I’m tired of pretending my kids are something they aren’t. Every social media post, every family photo, every adorable little toddler outfit…they’re all trying to use cuteness to cover up the same basic truth:
My children are gross. Yours, too.
Babies? Gross. Toddlers? Gross. Kids? Gross. Teenagers? I don’t have a teenage kid, but based on my own experiences at that age, EEEEEWWWWWWWW.
It’s just a reality of being young: you have no idea what the social norms around cleanliness are yet. Kids don’t understand that leaving a half-drunk cup of milk in the back of a closet just isn’t done. All they know is that taking that cup to the sink costs valuable seconds that could’ve been spent fingerpainting, and that time spent washing their hands after fingerpainting costs valuable seconds that could’ve been spent touching all the clean laundry.
I’ve mentioned how hard it is to keep a house clean with kids before. I’m beginning to realize it isn’t a failing on my part, and it’s not really a failing on the kid’s part, either. It’s nobody’s fault. There’s just a span of time where kids have enough mobility to make a serious mess and no idea how to keep their living space hygienic or why it matters. From 10 months up until they get their first apartment, kids might as well just be some form of unusually tall racoon.
For example, while I was writing that last paragraph, my 2-year-old, Penny, who had been quietly playing on the floor behind me, started giggling. I didn’t think much of if until a pattern emerged: laughter, 6 second pause, laughter, 6 second pause, etc. So I turned around to see what the joke was.
She was taking big sips from her spill-proof cup (a detail that will be funny in 2 seconds), waiting a moment, and then opening her mouth to let huge mouthfuls of milk spill all over herself. The kid looked like she’d just gotten out of a pool. Drenched in milk from head to toe. Kids love to laugh at a milk mustache; Penny had milk leg hair.

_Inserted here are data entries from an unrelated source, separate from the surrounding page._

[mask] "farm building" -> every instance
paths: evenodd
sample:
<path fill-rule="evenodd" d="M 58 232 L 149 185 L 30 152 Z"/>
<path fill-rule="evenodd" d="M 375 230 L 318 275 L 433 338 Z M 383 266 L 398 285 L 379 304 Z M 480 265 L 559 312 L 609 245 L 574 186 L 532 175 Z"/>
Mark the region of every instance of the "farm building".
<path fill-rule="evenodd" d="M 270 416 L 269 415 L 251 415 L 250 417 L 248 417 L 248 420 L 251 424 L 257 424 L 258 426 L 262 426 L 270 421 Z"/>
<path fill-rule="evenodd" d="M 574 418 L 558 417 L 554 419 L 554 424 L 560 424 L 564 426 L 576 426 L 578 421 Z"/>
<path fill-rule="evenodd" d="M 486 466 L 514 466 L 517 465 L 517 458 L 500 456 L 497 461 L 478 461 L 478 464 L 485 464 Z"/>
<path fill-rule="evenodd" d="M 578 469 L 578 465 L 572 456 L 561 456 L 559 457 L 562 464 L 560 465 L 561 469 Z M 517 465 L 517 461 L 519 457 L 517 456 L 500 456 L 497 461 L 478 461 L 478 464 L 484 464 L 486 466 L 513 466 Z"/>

How do you even address something like that? A 2-year-old can grasp the idea of “Don’t do that!”, but how would you even go about preventing that kind of event? What instruction could you give ahead of time? “Don’t marinate yourself in milk over a shag rug,” isn’t the kind of instruction I ever expected to come up.
(…I don’t even know what I’m gonna do about that rug. There’s no cleaning product in the world that’s gonna stop that thing from smelling like a bowl of feta cheese that’s been left out in the sun. Right now my plan is to just let the dogs lick it nonstop for the next hour and hope for the best.)
I’m beginning to wonder if the idea of dealing with a future mess is too abstract for a kid’s sense of cause and effect. Granted, Penny is still too young to understand that milk becomes disgusting when it soaks into shag carpeting, but it’s not just toddlers that do this kind of thing.
A year ago my older kid (7 at the time) had to have all of her snack-times restricted to the dining room table. I had assumed that, so long as she was bringing her dishes to the sink, it was ok for her to eat a snack on the couch while watching cartoons. That was before I learned that when she had a bite of food she didn’t want, she was stuffing it between the couch cushions. I had no idea until I went looking for a lost television remote and instead found two banana peels and a dozen rotting grape tomatoes. The rest of that evening wasn’t fun for anybody.
What stuck with me, though, is that she seemed shocked that they were still there. The kid understands object permanence, but seemingly had this idea that the area between the couch cushions was like ejecting her trash into another dimension. Surely, reality doesn’t persist there. It’s the kid’s version of dumping trash into the ocean: once it’s out to sea, it’s gone forever! …right up until you’re eating a tuna sandwich that contains as much plastic as a G.I. Joe.
I’m trying to take a long view of all this and see it as a potential learning opportunity. It’s never too early to learn that a small mess left to fester now becomes a disgusting ordeal to deal with later. The attitude that would rather cram a mess under a bed than pick it up is the same attitude that turns a credit card debt into a quagmire of late fees or lets a minor cavity grow into a root canal. Better to try and instill an understanding of long-term cause and effect when the stakes are just a gross mess to clean up and a lingering smell to live with.
…but in the meantime, I might need to start tracking milk in this house with the kind of tenacity that the UN uses to keep tabs on plutonium, because I am DONE will half full sippy cups of curdled yogurt under the furniture.